Armstrong (1850-1938) helped to found the Woman’s Missionary Union in 1888 and served as its inaugural corresponding secretary. A prolific letter writer on behalf of the WMU and its mission, Armstrong once wrote more than 18,000 letters in one year.
Finn said Armstrong is a key figure in SBC history for three reasons: she helped found WMU; she exerted a significant influence in the broader denomination; and she championed southern identity during a tenuous time in the postbellum South.
Armstrong served as WMU secretary from 1888 till 1906. During her tenure, total receipts for the Foreign Mission Board increased from $86,000 to $315,000, Finn said.
“Our global missions outreach at the turn of the twentieth century would have possibly remained limited to a few hundred missionaries in a half dozen nations had WMU not taken the lead in raising money,” Finn said.
Armstrong was born into a longtime Baptist family. Converted at age nineteen, the Baltimore, Maryland, native became active in church life as a member of Seventh Street Baptist Church in Baltimore, where Richard Fuller served as pastor. Along with 117 others, she left Seventh Street and helped plant Eutaw Place Baptist Church in February of 1871, where she taught the infant class for three decades.

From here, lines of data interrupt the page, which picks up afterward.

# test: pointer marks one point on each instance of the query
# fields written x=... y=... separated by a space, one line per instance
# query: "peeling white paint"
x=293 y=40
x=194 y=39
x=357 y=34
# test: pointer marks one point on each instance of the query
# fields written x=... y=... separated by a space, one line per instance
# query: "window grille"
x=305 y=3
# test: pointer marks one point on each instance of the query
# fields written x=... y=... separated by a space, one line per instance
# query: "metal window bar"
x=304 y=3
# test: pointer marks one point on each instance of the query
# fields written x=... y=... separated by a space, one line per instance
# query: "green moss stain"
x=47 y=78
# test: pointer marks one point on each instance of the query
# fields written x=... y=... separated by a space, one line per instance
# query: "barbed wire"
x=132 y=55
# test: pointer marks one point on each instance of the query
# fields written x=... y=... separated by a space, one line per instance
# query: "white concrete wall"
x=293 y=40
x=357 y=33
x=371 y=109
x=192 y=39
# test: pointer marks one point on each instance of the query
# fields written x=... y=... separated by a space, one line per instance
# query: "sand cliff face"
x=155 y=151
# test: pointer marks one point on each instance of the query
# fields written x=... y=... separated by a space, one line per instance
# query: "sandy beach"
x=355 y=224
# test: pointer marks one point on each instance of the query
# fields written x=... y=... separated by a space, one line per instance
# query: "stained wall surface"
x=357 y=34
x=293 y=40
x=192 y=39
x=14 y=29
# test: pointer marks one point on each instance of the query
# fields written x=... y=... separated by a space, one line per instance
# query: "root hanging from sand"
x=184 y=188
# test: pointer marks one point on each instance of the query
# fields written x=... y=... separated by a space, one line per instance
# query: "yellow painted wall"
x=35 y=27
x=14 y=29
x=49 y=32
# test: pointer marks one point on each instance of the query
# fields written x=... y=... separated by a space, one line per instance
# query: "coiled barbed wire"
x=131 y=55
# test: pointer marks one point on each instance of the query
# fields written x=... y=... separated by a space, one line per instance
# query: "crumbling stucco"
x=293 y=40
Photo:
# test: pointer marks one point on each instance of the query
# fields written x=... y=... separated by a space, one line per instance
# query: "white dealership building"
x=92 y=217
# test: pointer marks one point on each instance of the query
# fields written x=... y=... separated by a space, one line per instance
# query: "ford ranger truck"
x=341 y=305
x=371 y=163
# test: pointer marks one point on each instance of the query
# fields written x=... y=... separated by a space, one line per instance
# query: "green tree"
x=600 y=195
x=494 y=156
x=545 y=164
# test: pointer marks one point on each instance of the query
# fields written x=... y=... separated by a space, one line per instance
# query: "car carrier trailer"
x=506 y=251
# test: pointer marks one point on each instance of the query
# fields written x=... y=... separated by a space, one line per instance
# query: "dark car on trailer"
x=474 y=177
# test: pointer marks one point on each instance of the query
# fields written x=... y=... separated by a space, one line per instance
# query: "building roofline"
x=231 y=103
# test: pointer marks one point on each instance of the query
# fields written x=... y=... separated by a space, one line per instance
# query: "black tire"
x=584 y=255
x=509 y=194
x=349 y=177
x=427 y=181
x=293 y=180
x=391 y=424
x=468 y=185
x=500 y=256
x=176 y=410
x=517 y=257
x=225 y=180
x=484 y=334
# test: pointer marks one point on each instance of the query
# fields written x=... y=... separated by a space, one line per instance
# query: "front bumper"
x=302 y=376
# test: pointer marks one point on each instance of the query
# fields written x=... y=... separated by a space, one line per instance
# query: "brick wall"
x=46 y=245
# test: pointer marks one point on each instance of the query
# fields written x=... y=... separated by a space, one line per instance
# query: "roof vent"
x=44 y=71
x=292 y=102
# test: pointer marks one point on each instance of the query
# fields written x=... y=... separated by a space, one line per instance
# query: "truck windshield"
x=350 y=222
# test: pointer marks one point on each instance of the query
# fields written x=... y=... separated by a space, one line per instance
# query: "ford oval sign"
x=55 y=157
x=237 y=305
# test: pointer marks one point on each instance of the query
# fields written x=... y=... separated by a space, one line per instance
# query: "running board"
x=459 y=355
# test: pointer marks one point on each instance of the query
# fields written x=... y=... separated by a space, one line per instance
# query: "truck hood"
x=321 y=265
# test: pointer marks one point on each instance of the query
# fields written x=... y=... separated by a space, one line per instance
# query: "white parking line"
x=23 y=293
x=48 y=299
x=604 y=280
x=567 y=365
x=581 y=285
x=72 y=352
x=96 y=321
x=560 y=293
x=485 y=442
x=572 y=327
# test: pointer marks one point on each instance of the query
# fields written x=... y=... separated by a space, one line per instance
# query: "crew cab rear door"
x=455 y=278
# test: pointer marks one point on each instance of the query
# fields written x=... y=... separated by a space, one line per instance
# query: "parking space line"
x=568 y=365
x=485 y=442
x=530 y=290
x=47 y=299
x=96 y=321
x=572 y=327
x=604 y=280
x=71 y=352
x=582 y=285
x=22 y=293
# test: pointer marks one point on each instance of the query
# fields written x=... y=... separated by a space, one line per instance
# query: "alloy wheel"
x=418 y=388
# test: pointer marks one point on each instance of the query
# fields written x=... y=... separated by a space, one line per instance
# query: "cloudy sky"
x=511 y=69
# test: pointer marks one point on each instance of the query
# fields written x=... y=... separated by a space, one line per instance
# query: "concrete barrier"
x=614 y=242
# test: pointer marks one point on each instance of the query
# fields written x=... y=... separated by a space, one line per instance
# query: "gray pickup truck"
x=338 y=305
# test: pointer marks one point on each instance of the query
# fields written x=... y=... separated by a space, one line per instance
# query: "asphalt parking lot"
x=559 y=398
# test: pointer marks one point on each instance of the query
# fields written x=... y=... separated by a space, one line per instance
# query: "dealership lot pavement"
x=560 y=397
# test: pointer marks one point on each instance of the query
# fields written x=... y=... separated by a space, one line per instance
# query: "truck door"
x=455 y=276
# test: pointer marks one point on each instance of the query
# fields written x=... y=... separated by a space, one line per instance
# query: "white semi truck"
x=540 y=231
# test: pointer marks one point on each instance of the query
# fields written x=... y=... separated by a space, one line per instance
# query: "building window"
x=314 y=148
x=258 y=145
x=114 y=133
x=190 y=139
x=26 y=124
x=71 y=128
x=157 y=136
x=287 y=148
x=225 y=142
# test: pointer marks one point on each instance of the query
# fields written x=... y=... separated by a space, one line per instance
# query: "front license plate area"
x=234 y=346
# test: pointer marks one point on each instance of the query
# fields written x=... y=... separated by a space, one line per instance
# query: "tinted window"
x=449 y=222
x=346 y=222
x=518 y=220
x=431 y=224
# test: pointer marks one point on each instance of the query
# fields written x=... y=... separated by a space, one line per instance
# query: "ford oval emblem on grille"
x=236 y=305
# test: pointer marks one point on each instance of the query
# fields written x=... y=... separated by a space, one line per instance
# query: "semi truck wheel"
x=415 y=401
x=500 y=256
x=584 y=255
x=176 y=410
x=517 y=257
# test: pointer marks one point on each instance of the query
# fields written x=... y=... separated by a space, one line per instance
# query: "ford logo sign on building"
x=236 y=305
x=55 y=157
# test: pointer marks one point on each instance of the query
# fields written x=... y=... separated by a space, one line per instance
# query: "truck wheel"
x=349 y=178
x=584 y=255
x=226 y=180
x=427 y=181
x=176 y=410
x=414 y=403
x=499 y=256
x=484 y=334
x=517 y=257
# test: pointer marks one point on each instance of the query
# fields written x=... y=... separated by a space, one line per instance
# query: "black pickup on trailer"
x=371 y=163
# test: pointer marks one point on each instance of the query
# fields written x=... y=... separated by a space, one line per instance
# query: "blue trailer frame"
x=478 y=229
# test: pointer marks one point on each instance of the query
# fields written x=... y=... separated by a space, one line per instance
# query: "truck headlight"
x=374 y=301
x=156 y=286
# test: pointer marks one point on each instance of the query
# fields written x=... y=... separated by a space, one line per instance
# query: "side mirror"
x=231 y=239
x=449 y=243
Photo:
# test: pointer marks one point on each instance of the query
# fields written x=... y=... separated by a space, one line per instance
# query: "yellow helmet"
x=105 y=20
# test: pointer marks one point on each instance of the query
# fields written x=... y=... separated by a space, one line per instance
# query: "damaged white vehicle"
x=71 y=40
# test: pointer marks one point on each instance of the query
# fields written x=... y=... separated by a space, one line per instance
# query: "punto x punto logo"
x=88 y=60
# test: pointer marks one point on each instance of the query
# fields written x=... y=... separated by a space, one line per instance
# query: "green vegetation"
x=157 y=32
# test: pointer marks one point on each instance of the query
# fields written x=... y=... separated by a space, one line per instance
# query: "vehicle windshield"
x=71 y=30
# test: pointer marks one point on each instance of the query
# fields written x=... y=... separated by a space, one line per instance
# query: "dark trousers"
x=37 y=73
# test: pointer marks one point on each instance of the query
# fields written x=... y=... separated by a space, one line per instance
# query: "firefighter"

From 1900 through her resignation as WMU secretary in 1906, Armstrong refused to accept a salary. Her resignation came after the union mandated that the corresponding secretary be paid. Armstrong often traveled great distances in her work with WMU, once covering 3,300 miles in 21 days, visiting 19 places, stopping at 26 different addresses, according to her biography at the Southern Baptist Historical Library and Archives.
One often-overlooked fact is that Armstrong was a prolific writer of curriculum. She wrote leaflets for WMU, started a young people’s Scripture section in the Sunday School Board publication Kind Words, and wrote a column along with two sections in The Teacher curriculum. Additionally, she frequently contributed to two mission publications, Foreign Mission Journal and Our Home Field.
Keith Harper, Baptist historian at Southeastern Seminary, said Armstrong is an important, but underrated, personality in Baptist history.
“Her biographer styled her as a ‘dreamer in action,'” he said. “I would put the emphasis on action. She worked long, hard hours in too many ventures to recount in a brief story.”
Tom Nettles, professor of historical theology at Southern Baptist Theological Seminary in Louisville, Kentucky, called Armstrong “a person who looked at her gifts and her opportunities and pushed through any personal inhibitions and contextual prejudices to do what she believed God wanted her to do for His glory and the extension of the Kingdom.”
“Her work as corresponding secretary for the WMU created a consciousness of the necessity of purposeful organization for missions, home and abroad, in Southern Baptist life,” Nettles said, adding that many missionaries could not have done their work without her help.